From the threatening of a single author to the shooting of publishers and translators and advocates to the mass murder of a magazine’s editor and staff: with the killings in Paris, religiously motivated violence against people whose words and images some believers consider offensive has escalated dramatically and alarmingly. The killers are members of society rather than rulers of it as was the case in the inquisitions of the past, but the outcome is the same. We are several steps past the burning of books, alas.
The photograph shows Rushdie with two bodyguards.
First the headlines; then the close-ups of ambulances; then the headshots of the victims; and then, maybe an hour after the news broke, the photographs of people already massing in a dusk vigil – in the Place de la Republique in Paris, in Trafalgar Square in London, in Strasbourg, in Marseille …
I was working on a laptop computer all the while, and the photographs of crowds-and-squares gained a fresh dimension because of it. Usually we consider such photographs images of solidarity, of collective political engagement, of urban populism, of the citizenry voting with its feet.
The photographs from the cities of Europe are all those things, and they harked back to an earlier era, when the public rally was a basic tool of organization and inspiration.

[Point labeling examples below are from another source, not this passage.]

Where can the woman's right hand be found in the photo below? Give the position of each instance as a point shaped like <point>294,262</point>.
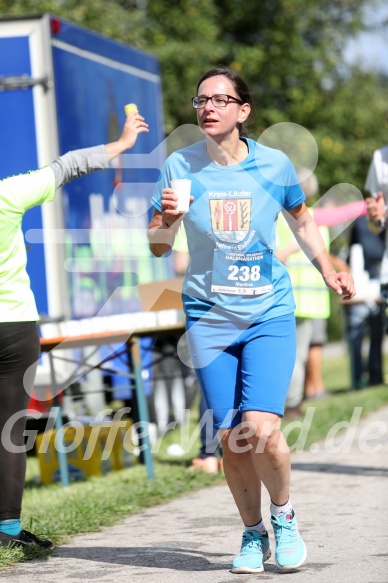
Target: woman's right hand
<point>170,215</point>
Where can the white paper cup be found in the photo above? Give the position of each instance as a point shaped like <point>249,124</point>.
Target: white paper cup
<point>182,188</point>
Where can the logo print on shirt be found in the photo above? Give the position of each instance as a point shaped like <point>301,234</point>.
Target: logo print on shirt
<point>231,218</point>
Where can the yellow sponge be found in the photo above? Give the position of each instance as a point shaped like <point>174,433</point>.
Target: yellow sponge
<point>130,108</point>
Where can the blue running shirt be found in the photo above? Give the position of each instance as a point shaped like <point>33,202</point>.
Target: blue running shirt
<point>233,272</point>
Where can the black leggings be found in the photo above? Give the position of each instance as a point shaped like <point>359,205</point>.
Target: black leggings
<point>19,349</point>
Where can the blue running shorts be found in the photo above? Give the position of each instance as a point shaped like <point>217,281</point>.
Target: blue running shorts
<point>242,368</point>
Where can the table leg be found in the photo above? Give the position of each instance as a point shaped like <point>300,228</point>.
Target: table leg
<point>142,406</point>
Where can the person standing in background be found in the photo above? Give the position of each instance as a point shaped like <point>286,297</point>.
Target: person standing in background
<point>364,317</point>
<point>19,339</point>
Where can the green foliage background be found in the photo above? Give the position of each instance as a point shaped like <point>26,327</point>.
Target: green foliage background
<point>290,52</point>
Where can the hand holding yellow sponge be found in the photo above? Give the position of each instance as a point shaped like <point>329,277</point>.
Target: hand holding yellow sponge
<point>130,108</point>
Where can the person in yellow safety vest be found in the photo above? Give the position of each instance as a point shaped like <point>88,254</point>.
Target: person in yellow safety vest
<point>311,295</point>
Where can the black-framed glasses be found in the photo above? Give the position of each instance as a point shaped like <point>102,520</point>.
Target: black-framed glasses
<point>219,101</point>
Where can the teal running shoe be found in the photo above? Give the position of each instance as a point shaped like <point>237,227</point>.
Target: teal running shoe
<point>254,551</point>
<point>290,551</point>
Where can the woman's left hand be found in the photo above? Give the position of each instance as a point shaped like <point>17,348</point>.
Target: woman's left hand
<point>342,283</point>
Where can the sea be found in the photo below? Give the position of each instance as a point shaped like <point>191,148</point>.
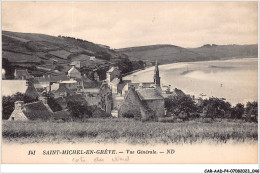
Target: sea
<point>235,80</point>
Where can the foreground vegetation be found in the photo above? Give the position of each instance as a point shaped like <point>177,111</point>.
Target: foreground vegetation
<point>112,130</point>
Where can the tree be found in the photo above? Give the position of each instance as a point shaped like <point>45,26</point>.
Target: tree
<point>79,111</point>
<point>54,105</point>
<point>180,104</point>
<point>216,107</point>
<point>238,111</point>
<point>8,103</point>
<point>252,110</point>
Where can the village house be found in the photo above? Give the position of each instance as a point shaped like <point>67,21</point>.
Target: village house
<point>143,104</point>
<point>112,73</point>
<point>21,74</point>
<point>74,73</point>
<point>77,64</point>
<point>49,82</point>
<point>11,87</point>
<point>31,111</point>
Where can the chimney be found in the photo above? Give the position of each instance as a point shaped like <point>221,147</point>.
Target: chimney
<point>18,105</point>
<point>27,82</point>
<point>131,87</point>
<point>44,100</point>
<point>133,78</point>
<point>141,86</point>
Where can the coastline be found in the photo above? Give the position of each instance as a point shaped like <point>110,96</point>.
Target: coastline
<point>178,67</point>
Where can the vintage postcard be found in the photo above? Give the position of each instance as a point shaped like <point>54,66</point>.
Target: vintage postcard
<point>129,82</point>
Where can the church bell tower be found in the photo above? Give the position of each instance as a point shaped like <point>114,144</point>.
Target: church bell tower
<point>156,77</point>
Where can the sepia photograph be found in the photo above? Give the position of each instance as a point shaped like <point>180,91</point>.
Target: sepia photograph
<point>129,82</point>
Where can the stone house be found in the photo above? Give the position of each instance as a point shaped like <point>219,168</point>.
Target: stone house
<point>113,73</point>
<point>62,91</point>
<point>30,111</point>
<point>21,74</point>
<point>77,64</point>
<point>11,87</point>
<point>74,73</point>
<point>49,82</point>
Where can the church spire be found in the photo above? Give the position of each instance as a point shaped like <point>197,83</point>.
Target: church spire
<point>156,77</point>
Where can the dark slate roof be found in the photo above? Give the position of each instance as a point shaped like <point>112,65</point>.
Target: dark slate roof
<point>149,94</point>
<point>178,92</point>
<point>53,78</point>
<point>63,114</point>
<point>36,110</point>
<point>122,84</point>
<point>144,84</point>
<point>91,84</point>
<point>22,73</point>
<point>137,99</point>
<point>31,91</point>
<point>72,98</point>
<point>62,88</point>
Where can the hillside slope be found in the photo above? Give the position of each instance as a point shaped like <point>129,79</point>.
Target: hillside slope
<point>41,53</point>
<point>170,53</point>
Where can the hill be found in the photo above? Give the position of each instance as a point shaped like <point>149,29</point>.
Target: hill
<point>41,53</point>
<point>170,53</point>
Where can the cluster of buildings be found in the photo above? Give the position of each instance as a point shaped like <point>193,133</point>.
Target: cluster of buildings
<point>115,96</point>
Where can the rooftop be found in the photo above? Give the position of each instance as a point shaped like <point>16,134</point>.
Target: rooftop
<point>36,110</point>
<point>149,94</point>
<point>10,87</point>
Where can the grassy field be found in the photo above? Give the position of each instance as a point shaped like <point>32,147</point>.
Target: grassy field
<point>129,131</point>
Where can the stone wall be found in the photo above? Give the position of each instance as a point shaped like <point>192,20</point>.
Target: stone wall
<point>157,106</point>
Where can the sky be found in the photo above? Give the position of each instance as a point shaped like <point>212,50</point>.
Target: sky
<point>128,24</point>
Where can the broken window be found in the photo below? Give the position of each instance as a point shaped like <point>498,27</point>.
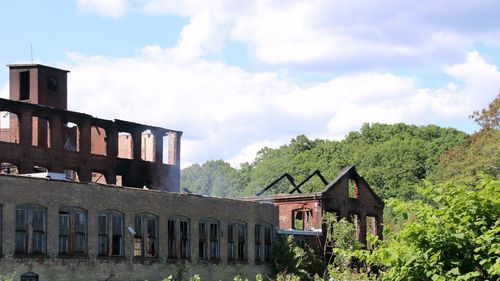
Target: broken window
<point>125,145</point>
<point>148,146</point>
<point>29,276</point>
<point>178,237</point>
<point>98,140</point>
<point>30,230</point>
<point>208,246</point>
<point>237,236</point>
<point>146,233</point>
<point>263,235</point>
<point>353,189</point>
<point>52,83</point>
<point>258,242</point>
<point>72,231</point>
<point>110,233</point>
<point>71,133</point>
<point>24,85</point>
<point>40,132</point>
<point>301,219</point>
<point>9,127</point>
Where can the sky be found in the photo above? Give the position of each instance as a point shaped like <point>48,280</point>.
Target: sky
<point>236,76</point>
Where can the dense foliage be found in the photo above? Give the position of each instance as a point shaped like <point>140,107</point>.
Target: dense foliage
<point>392,158</point>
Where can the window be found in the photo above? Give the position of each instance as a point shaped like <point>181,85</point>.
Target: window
<point>208,246</point>
<point>263,240</point>
<point>29,276</point>
<point>52,83</point>
<point>72,231</point>
<point>236,240</point>
<point>146,242</point>
<point>24,85</point>
<point>302,219</point>
<point>178,231</point>
<point>30,230</point>
<point>110,234</point>
<point>258,243</point>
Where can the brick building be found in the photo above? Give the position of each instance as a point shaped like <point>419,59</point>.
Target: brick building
<point>86,226</point>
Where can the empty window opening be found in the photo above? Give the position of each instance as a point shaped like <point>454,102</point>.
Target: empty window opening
<point>8,168</point>
<point>71,175</point>
<point>110,234</point>
<point>118,180</point>
<point>72,231</point>
<point>29,276</point>
<point>371,227</point>
<point>52,83</point>
<point>9,127</point>
<point>98,178</point>
<point>146,233</point>
<point>208,246</point>
<point>178,230</point>
<point>165,150</point>
<point>97,140</point>
<point>125,145</point>
<point>236,238</point>
<point>30,230</point>
<point>24,85</point>
<point>353,189</point>
<point>71,137</point>
<point>148,146</point>
<point>40,132</point>
<point>302,219</point>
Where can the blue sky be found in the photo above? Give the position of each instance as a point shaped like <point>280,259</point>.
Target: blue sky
<point>239,75</point>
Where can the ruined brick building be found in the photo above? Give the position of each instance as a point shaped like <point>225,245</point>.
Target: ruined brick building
<point>109,207</point>
<point>68,226</point>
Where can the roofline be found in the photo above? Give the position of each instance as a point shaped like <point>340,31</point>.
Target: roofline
<point>31,65</point>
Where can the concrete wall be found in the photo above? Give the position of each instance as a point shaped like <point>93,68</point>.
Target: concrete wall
<point>95,198</point>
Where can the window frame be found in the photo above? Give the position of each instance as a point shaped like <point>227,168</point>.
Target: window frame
<point>237,241</point>
<point>179,237</point>
<point>142,227</point>
<point>109,234</point>
<point>74,229</point>
<point>211,239</point>
<point>29,246</point>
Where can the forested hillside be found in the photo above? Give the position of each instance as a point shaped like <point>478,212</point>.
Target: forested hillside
<point>392,158</point>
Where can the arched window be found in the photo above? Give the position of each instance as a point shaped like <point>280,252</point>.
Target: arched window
<point>236,241</point>
<point>30,229</point>
<point>110,233</point>
<point>72,231</point>
<point>209,237</point>
<point>29,276</point>
<point>146,236</point>
<point>178,237</point>
<point>263,242</point>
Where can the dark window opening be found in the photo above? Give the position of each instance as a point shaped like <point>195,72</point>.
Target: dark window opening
<point>29,276</point>
<point>24,85</point>
<point>72,231</point>
<point>110,234</point>
<point>30,230</point>
<point>353,189</point>
<point>52,83</point>
<point>145,242</point>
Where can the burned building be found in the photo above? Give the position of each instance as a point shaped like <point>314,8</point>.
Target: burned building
<point>108,207</point>
<point>347,196</point>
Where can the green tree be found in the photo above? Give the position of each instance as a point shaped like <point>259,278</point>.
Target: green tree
<point>453,233</point>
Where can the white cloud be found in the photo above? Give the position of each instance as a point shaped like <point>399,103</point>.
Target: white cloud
<point>226,112</point>
<point>108,8</point>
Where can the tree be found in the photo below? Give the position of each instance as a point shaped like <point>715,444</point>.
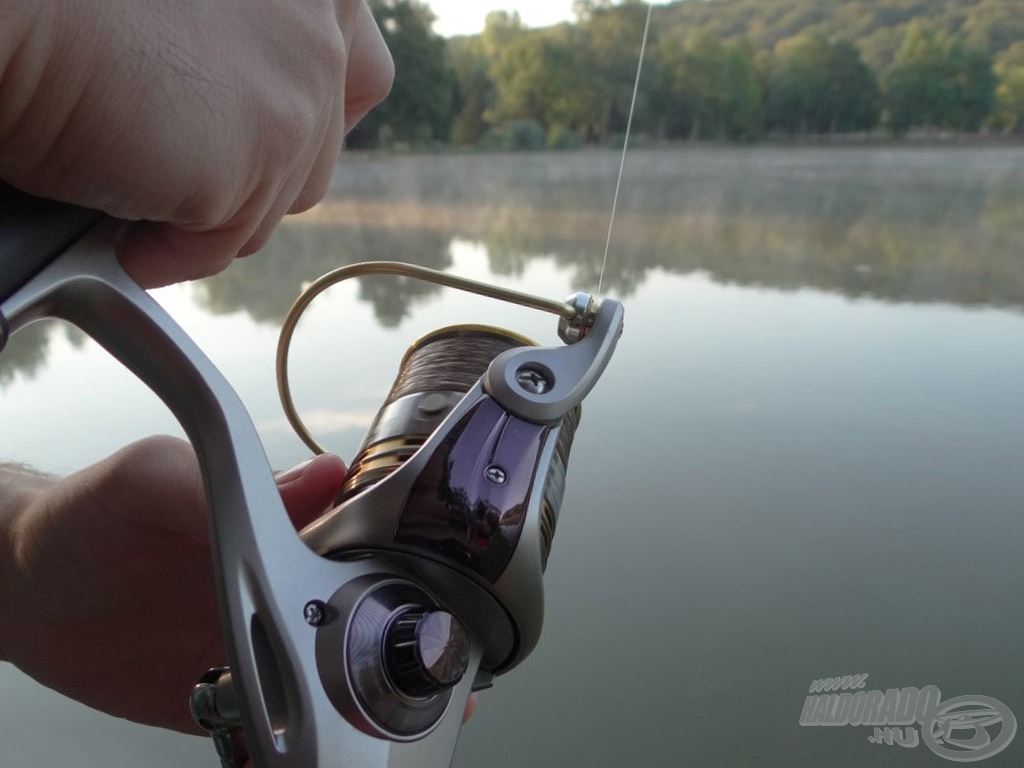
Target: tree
<point>937,81</point>
<point>705,89</point>
<point>425,93</point>
<point>1010,92</point>
<point>539,76</point>
<point>608,47</point>
<point>471,67</point>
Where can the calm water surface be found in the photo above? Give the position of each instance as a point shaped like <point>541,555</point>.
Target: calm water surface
<point>805,461</point>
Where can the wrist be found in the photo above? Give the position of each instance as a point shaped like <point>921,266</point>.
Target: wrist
<point>29,41</point>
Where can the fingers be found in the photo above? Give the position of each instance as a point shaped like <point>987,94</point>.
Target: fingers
<point>371,70</point>
<point>162,476</point>
<point>160,253</point>
<point>309,488</point>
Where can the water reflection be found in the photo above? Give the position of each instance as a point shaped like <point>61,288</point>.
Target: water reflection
<point>905,224</point>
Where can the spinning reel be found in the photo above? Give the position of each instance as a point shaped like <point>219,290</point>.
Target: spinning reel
<point>357,642</point>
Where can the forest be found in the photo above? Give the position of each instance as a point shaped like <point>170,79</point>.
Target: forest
<point>714,70</point>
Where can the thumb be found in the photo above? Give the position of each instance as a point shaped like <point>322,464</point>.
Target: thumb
<point>309,488</point>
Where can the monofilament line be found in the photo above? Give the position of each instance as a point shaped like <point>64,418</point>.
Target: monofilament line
<point>626,143</point>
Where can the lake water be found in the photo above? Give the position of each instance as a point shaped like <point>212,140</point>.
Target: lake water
<point>806,459</point>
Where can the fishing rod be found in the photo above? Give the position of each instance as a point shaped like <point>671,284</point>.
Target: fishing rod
<point>358,640</point>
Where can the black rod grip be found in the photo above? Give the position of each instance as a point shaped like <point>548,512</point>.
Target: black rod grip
<point>33,232</point>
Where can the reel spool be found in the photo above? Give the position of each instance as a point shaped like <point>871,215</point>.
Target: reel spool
<point>435,374</point>
<point>451,506</point>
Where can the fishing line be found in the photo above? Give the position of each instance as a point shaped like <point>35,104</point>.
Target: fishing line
<point>626,143</point>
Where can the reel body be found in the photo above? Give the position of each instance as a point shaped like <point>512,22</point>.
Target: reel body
<point>358,642</point>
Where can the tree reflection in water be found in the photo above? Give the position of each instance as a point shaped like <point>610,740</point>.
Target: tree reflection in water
<point>905,224</point>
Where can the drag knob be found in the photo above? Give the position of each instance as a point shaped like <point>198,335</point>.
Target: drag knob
<point>425,652</point>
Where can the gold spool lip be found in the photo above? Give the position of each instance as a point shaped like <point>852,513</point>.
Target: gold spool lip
<point>465,329</point>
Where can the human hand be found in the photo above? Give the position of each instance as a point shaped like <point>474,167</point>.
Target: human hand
<point>203,123</point>
<point>107,589</point>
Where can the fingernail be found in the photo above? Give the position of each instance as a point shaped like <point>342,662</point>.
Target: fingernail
<point>290,475</point>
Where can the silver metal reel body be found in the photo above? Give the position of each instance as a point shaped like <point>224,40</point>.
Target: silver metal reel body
<point>286,682</point>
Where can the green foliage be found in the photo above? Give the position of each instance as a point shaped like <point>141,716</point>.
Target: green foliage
<point>705,89</point>
<point>817,86</point>
<point>1009,69</point>
<point>517,135</point>
<point>425,95</point>
<point>717,70</point>
<point>937,81</point>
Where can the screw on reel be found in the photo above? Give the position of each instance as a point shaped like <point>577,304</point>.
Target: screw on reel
<point>452,502</point>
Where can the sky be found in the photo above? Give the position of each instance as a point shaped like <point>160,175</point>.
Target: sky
<point>466,16</point>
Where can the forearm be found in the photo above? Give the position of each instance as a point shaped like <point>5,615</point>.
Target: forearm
<point>18,486</point>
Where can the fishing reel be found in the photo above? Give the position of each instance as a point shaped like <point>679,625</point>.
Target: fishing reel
<point>456,492</point>
<point>358,641</point>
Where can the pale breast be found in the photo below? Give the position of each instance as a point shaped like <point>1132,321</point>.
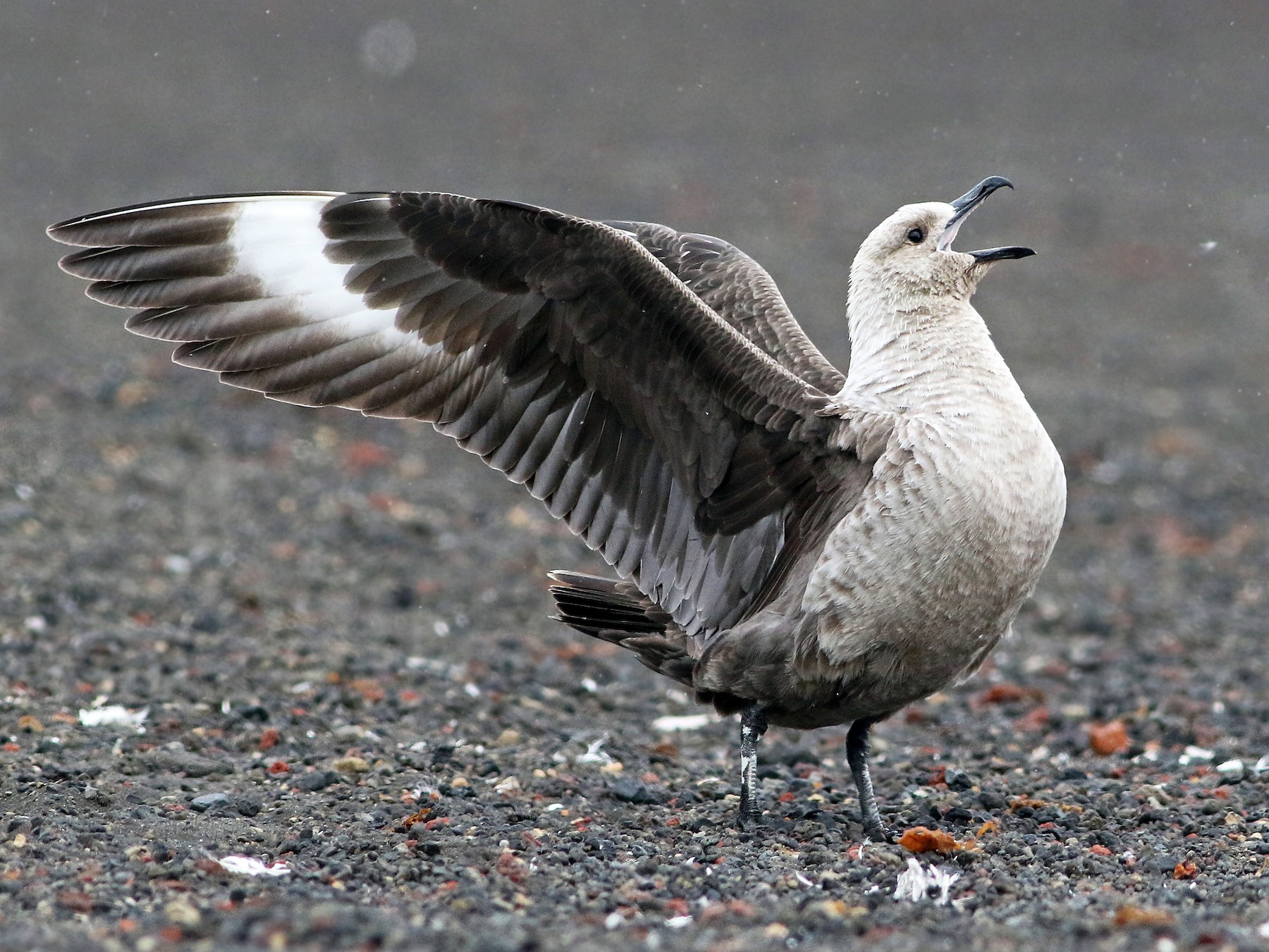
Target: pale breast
<point>926,574</point>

They harked back in another way, too – one that the computer I was looking made apparent. Out in the square, starting up a vigil for the murdered Charlie Hebdo writers and cartoonists, all those people were doing something other than sitting somewhere looking at their computers. Sure, they were using their phones to skim headlines, tweet, and send text messages about the mass killing to an unprecedented degree. But they weren’t sitting somewhere looking at their computers. On some level, they had stepped away from the collective experience that is “being online” to an older form of collective experience. The combination of portable technology and dramatic – traumatic – experience had unplugged them.
“Stop all the clocks, unplug the telephone”: so begins Auden’s famous poem of grief. On some level, those citizens went to the square to be present in the moment. And yet the terms of such an outing have been upended: where not so long ago they would go to the square to merge with time (to be in the moment), now I figure those people went to the square in the knowledge that only an event of this magnitude could unhook them from the chrometer of the internet.
This week, I have been away from this website for nearly three days – just about as long as I’ve been away, except for foreign travel, since the site went live fifteen months ago. I wish I could say that I was away was for a significant civic reason such as the terrorist act that pulled Parisians away from their computers and into the streets. But I wasn’t. I’ve just been unexpectedly busy working on other things.
Tomorrow the spring term at Georgetown will begin – will begin, not for the first time in recent years, with prayer vigils and discussions about religion and terrorism.